Small cable operators want the FCC to make sure when it considers the state of competition in its next marketplace report, it get a better handle on who is no longer around to compete.
In comments on the FCC's next video competition report, the American Cable Association asked the agency to do a more "granular" analysis on the increase in small cable operators who have had to close their doors.
"The FCC has data showing that the number of cable systems has significantly decreased over the past five years," said ACA President/CEO Matt Polka. "ACA believes that this trend reveals significant problems in the market for the delivery of video programming, particularly for smaller multichannel video programming distributors serving smaller markets and rural areas," said Polka.
The FCC data, according to ACA, shows that since October 2005, the number of cable systems has declined 26% from 7,208 to 5,312, and that for the smallest systems -- those under 10,000 subs -- that percentage drop is even greater.

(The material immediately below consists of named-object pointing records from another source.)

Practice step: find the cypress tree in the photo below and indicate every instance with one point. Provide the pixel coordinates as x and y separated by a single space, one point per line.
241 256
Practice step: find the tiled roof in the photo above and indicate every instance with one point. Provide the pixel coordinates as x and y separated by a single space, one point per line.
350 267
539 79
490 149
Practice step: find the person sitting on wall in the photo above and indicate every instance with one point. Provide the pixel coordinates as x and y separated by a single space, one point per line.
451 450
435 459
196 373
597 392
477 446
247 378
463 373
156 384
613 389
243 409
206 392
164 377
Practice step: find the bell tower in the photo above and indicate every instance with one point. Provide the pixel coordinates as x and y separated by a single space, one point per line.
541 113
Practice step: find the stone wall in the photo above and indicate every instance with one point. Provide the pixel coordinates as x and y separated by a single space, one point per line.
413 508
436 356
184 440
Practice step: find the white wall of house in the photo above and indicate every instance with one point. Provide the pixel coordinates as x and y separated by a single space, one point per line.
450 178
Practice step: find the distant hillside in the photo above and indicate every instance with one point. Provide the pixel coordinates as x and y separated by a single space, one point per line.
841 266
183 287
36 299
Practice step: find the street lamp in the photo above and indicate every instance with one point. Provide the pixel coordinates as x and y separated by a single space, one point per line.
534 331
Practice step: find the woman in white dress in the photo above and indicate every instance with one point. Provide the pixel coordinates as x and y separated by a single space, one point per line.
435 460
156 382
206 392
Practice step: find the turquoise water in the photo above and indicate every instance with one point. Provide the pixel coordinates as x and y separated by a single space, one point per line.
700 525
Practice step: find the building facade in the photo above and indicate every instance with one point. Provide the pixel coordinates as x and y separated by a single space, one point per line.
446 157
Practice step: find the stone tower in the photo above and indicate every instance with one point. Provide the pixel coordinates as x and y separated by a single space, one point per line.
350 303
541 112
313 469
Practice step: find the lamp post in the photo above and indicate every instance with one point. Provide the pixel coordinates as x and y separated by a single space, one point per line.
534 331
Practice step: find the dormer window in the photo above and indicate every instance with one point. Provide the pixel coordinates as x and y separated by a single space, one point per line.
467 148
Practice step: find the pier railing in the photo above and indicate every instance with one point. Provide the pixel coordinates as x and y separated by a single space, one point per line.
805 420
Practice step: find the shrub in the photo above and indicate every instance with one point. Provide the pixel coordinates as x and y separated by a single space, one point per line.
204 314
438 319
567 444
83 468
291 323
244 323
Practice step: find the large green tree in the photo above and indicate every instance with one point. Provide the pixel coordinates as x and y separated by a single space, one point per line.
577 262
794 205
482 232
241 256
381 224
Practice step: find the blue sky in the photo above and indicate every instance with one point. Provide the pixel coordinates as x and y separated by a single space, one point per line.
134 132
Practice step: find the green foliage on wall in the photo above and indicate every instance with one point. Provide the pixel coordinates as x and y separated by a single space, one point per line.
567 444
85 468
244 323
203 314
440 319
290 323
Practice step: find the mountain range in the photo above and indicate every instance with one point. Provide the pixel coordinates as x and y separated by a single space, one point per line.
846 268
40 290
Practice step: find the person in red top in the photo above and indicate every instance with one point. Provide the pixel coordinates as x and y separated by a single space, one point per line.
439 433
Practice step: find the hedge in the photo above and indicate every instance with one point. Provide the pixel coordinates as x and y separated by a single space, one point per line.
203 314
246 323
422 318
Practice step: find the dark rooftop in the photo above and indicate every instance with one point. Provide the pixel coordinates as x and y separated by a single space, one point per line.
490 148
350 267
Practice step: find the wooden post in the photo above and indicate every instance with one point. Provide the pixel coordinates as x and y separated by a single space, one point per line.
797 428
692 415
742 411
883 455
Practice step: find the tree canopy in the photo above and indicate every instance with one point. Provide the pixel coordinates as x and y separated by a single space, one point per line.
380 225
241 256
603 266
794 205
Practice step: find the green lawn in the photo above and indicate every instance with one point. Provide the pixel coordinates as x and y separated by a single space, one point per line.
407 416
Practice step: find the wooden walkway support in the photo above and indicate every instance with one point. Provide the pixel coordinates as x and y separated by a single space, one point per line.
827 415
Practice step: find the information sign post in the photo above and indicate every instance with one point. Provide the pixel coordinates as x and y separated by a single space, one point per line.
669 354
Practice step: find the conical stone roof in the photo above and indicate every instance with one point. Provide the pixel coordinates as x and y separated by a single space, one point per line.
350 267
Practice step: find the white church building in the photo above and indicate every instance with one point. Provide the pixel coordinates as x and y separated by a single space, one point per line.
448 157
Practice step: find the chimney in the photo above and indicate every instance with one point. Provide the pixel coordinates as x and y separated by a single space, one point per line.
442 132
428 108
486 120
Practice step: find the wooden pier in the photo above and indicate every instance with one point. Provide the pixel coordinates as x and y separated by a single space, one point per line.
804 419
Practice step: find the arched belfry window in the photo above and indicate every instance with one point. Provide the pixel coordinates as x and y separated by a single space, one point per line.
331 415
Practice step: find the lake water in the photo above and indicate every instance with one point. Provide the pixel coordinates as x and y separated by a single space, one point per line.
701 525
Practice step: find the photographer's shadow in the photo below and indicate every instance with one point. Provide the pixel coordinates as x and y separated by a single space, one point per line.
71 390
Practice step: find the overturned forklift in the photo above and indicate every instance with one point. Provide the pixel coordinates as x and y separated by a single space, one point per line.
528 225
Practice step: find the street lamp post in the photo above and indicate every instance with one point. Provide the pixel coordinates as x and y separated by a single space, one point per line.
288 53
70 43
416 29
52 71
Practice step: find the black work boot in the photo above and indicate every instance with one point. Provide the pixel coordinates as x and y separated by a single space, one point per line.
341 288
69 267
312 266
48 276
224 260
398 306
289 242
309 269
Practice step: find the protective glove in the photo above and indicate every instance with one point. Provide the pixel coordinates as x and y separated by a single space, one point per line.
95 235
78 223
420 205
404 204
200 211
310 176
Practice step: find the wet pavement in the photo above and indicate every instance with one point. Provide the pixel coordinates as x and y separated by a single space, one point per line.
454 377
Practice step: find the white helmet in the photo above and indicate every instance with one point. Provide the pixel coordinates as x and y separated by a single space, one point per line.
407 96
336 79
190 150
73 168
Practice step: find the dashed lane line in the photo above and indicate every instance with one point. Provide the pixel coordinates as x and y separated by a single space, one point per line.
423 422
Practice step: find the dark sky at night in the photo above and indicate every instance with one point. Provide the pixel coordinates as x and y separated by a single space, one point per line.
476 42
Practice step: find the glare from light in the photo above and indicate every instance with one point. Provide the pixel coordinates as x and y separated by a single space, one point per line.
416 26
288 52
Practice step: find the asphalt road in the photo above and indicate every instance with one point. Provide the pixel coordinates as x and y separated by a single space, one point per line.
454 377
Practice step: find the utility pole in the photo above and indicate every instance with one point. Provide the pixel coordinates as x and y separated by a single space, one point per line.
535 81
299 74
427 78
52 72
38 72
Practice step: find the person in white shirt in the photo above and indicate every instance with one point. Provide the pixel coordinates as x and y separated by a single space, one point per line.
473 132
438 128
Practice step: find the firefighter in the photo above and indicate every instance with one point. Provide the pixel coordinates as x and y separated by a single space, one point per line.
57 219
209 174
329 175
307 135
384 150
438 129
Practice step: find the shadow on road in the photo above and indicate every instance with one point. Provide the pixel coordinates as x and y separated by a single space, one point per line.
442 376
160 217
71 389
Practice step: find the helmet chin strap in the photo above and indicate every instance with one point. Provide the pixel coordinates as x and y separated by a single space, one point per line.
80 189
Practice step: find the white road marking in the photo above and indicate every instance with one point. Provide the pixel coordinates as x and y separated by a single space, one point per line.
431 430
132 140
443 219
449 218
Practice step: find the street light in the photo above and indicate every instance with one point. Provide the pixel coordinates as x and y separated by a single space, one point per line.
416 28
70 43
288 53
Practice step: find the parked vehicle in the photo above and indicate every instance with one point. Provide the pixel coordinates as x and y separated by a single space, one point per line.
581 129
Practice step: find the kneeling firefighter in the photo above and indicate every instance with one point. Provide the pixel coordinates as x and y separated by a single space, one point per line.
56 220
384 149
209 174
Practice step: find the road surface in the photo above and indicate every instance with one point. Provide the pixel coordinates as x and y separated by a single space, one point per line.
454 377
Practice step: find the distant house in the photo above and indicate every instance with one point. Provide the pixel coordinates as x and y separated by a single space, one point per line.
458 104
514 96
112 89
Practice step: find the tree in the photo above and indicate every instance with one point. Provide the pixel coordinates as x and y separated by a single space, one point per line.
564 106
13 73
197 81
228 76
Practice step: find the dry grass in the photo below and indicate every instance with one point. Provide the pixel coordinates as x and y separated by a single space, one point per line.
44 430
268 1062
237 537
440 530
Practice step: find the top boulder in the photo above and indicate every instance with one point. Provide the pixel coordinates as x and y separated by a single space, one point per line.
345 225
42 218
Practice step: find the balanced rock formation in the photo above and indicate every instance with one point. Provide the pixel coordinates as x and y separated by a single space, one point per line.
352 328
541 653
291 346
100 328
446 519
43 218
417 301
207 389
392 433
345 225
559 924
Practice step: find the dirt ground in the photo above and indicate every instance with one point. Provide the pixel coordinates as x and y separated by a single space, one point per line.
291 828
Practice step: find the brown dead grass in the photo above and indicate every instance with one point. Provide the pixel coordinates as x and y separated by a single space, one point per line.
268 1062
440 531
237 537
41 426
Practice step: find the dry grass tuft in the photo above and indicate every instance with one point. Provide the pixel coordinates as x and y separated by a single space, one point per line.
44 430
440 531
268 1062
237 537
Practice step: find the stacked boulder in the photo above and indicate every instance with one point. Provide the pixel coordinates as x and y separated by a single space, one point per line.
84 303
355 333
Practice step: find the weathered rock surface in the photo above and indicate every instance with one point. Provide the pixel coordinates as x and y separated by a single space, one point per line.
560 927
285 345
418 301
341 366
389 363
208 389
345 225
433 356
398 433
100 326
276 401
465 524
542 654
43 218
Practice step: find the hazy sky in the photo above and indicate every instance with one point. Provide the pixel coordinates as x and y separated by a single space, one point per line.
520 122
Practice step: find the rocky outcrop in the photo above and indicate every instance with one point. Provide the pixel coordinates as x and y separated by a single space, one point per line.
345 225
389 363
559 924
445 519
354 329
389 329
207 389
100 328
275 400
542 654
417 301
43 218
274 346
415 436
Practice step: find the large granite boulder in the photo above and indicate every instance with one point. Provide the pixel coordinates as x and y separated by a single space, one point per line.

Citing National Cable Television Cooperative data over the past five years, ACA noted that 793 small and rural cable system members serving a total of more than 35,000 customers have closed, most because they ceased service rather than, say, consolidating operations.
Together, according to ACA, the numbers add up to a decrease in smaller cable operators that the FCC should break out from its report on the overall decrease in systems, saying it could be a an early warning sign, the canary in the headend, as it were, of problems for larger systems.
Polka also said that no FCC video competition report would be complete without "all available data and information pertaining to the practice of coordinated retransmission consent negotiations by non-commonly owned TV stations operating in the same market."